LLMs were used to create predictor variables. Surprisingly, data from a single essay at age 11 (avg length = ~250 words) could predict up to 37-59% of variance in academic achievement (3rd image). When predicting IQ at age 11, the teacher’s evaluation was the best single predictor (R2 = .62), but combining it with polygenic scores and the essay data, the explained variance rose to .70 (4th image). According to Wolfram, “The prediction of our best model approaches the test-retest reliability of benchmark intelligence tests” (p. 5).

This is an important step forward in using non-test data to predict IQ. While current LLMs do not surpass data based on a knowledgeable rate (e.g., a teacher), this paper points the way to using AI to understand people’s psychological traits better.

Original post: https://x.com/RiotIQ/status/2037172469857956332?s=20
Full article: Large language models predict cognition and education close to or better than genomics or expert assessment | Communications Psychology

The results are striking. A single 250-word essay predicted 37-59% of variance in academic achievement. When combining essay data, teacher evaluations, and polygenic scores, they predicted IQ with R² of 0.70, approaching the test-retest reliability of actual IQ tests.

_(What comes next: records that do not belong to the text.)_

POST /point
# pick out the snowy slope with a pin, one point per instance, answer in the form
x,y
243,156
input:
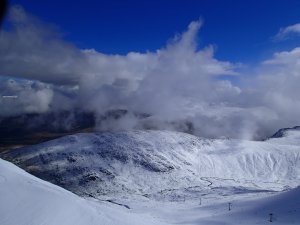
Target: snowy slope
x,y
162,164
245,210
26,199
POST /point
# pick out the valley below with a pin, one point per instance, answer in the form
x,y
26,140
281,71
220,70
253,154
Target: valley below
x,y
153,177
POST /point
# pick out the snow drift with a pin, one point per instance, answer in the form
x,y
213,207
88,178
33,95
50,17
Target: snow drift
x,y
161,163
26,199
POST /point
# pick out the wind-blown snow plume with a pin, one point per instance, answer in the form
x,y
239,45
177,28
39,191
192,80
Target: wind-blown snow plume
x,y
177,87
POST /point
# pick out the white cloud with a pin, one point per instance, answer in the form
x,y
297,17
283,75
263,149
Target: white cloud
x,y
178,85
287,31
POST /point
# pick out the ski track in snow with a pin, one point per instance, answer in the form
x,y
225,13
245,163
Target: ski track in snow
x,y
152,177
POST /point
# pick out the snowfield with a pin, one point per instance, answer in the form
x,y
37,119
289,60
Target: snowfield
x,y
162,164
26,199
153,177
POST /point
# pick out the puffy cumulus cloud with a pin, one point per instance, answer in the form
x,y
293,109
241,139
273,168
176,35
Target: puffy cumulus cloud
x,y
287,31
178,87
21,96
24,97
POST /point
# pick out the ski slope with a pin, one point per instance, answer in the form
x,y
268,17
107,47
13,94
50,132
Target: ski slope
x,y
162,164
26,200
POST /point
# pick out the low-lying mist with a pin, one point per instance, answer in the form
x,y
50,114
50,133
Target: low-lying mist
x,y
178,87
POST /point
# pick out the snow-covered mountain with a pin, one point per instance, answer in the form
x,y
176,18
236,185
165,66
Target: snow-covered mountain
x,y
162,164
26,199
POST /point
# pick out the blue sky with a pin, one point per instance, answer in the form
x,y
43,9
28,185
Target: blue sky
x,y
241,30
123,55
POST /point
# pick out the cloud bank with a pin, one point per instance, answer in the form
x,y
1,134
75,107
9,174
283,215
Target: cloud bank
x,y
287,31
177,87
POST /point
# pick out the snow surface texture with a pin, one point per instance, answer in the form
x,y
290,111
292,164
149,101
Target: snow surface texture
x,y
163,165
26,200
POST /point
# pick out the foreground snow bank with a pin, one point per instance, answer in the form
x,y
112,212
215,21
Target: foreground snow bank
x,y
26,199
162,164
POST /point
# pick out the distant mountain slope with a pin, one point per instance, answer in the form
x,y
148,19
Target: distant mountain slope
x,y
160,163
26,199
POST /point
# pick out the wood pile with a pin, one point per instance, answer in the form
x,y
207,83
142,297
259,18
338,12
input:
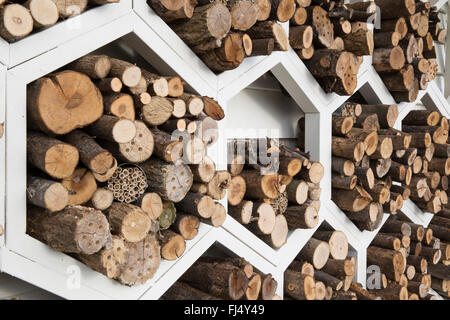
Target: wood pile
x,y
331,38
19,18
405,54
376,167
274,194
224,34
412,259
323,270
217,278
115,165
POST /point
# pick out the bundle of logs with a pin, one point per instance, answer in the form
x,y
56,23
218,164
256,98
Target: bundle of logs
x,y
274,194
222,34
323,270
405,55
376,167
331,37
411,258
19,18
116,192
217,278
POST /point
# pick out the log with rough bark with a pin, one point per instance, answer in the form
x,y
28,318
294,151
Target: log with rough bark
x,y
94,66
236,190
337,242
91,154
242,212
208,22
81,186
260,186
128,221
171,181
316,252
183,291
55,107
351,200
108,261
54,157
157,111
47,194
392,263
299,286
142,260
202,206
171,11
16,22
223,280
102,199
172,244
152,205
186,225
76,229
270,30
120,105
166,148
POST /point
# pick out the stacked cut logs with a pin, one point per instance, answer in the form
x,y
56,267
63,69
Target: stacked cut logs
x,y
274,194
405,54
19,18
331,37
223,34
117,163
409,257
431,163
217,278
364,165
440,272
376,168
323,270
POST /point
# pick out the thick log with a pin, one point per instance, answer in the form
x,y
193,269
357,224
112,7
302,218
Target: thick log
x,y
157,111
107,261
220,279
76,229
323,28
242,212
301,217
113,129
91,154
261,186
392,263
211,21
55,107
172,244
52,156
299,286
102,199
172,182
354,200
183,291
270,30
345,148
199,205
128,221
120,105
343,166
142,261
81,186
47,194
316,252
388,59
337,242
94,66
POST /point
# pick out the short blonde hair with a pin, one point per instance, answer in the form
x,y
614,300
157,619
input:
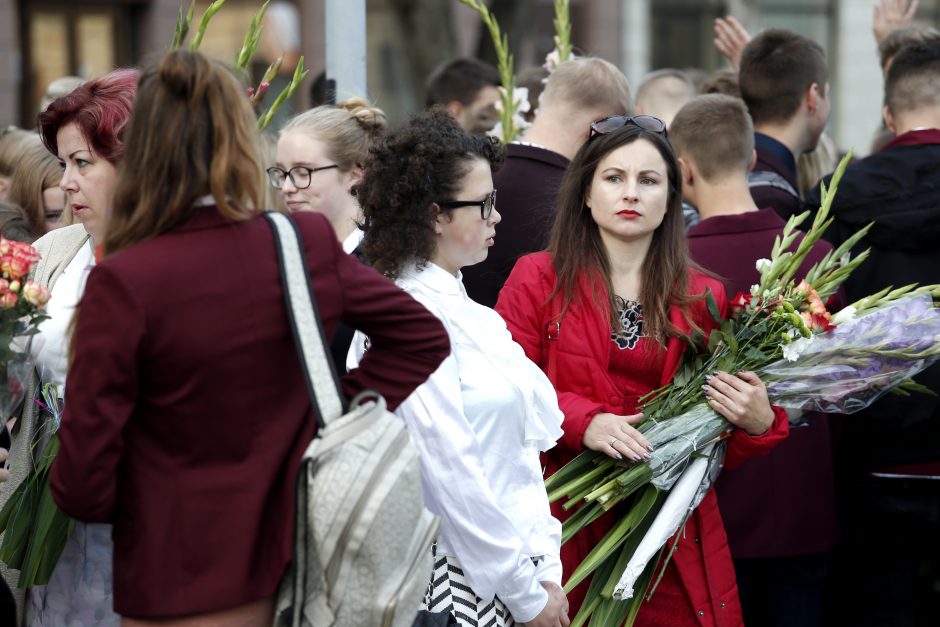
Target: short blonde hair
x,y
589,83
349,130
715,132
37,171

This is a major advance in psychological assessment. Traditional IQ testing requires hours of administration by trained professionals. If LLMs can extract cognitive signals from natural writing samples, we could potentially screen for learning difficulties, giftedness, or educational needs at scale using data schools already collect. Teacher assessments remain the strongest single predictor, but AI-analyzed writing performs surprisingly well. The combination of text analysis, genetics, and expert judgment creates the most powerful prediction model. This opens possibilities for early intervention and personalized education based on existing writing rather than expensive standardized testing.